Marshall, whose efforts to raise money for the clinic include a fund-raising parachute jump from an airplane not long ago, expects to return to Vietnam in a few weeks with the $50,000 in donations his nonprofit organization has managed to collect. Aside from buying prosthetic devices, the money will be used to provide a physical therapist who will work with amputees and people born deformed from the lingering effects of Agent Orange.
An American businessman in Hong Kong has donated a second building in Quang Ngai that will expand the clinic’s services, and the International Red Cross in Ho Chi Minh City has expressed an interest in helping with the project.
“The survey being planned by the American veterans will get to the source of the problem – all the bombs and land mines that have yet to be identified and dug up – and that will be a major step in cutting down on the death and injury,” Marshall said.
Meanwhile, another Maine Vietnam veteran from Naples has launched a letter-writing campaign aimed at redesigning land mines to include simple, built-in corrosive mechanisms that would render them incapable of detonating once their military purpose is past. Dick Enright, a local Rotarian, is lobbying Rotary International to adopt the revamped land mine policy as a humanitarian mission statement that can be put before the United Nations.
“If you’re going to produce a land mine, which is intended to maim the enemy, you have to have a plan for dismantling it, too, so it can’t harm innocent people later,” said Enright, who served in the Strategic Air Command during the war and is a member of Veterans for Peace. “Being in the military, I saw one side of war back then. Now I am at an age when I can see the other side, too, a humanitarian side. I think a Vietnam vet can heal emotional wounds by doing some good.”
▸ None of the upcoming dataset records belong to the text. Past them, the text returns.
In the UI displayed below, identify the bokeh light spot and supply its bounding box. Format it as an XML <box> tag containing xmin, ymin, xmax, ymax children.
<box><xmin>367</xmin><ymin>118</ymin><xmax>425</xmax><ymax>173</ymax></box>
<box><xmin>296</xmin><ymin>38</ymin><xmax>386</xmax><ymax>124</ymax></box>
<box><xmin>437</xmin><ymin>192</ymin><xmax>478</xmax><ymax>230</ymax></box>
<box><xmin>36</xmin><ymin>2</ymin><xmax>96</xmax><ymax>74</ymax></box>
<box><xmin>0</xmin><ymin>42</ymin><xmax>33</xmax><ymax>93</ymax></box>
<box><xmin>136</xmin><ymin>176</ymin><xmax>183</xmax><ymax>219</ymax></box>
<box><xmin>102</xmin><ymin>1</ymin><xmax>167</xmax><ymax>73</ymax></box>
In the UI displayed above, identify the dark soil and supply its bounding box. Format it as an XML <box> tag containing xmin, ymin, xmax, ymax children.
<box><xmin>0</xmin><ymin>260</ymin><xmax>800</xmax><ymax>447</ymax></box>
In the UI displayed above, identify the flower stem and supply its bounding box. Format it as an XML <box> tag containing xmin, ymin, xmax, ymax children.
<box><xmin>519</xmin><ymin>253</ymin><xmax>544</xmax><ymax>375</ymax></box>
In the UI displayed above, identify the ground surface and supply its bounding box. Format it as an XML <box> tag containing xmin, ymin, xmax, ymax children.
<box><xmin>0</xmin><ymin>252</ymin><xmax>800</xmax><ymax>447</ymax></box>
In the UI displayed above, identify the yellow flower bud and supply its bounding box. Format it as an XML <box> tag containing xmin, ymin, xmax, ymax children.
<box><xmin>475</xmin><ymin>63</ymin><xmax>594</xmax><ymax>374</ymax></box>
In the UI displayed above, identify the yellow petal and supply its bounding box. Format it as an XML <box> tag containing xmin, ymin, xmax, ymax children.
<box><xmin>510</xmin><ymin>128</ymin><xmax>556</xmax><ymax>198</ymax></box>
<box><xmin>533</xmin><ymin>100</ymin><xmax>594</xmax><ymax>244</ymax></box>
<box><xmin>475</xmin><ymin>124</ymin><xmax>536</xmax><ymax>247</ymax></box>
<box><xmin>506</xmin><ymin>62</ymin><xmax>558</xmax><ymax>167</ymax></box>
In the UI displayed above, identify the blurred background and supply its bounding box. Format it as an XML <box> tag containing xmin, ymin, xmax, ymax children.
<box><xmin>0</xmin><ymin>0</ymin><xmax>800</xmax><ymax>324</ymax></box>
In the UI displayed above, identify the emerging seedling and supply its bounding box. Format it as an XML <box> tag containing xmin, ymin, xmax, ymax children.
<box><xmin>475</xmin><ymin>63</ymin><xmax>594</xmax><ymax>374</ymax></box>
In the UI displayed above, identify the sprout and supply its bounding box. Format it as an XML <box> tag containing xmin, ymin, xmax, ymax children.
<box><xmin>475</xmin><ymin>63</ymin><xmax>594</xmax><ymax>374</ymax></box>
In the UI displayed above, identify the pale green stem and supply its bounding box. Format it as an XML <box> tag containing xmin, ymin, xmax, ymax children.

Marshall, who is a Quaker, regards the ordnance-clearing project by the Vietnam Veterans of America Foundation as one of the most important forms of humanitarian aid that could be offered to that Southeast Asian country.
“This should have happened many years ago, but it didn’t,” he said. “So now that something is finally being done, it’s an opportunity to not only save lives and limbs but to bring together two countries, two former enemies, in a noble cause. After all these years, it really is the honorable thing to do.”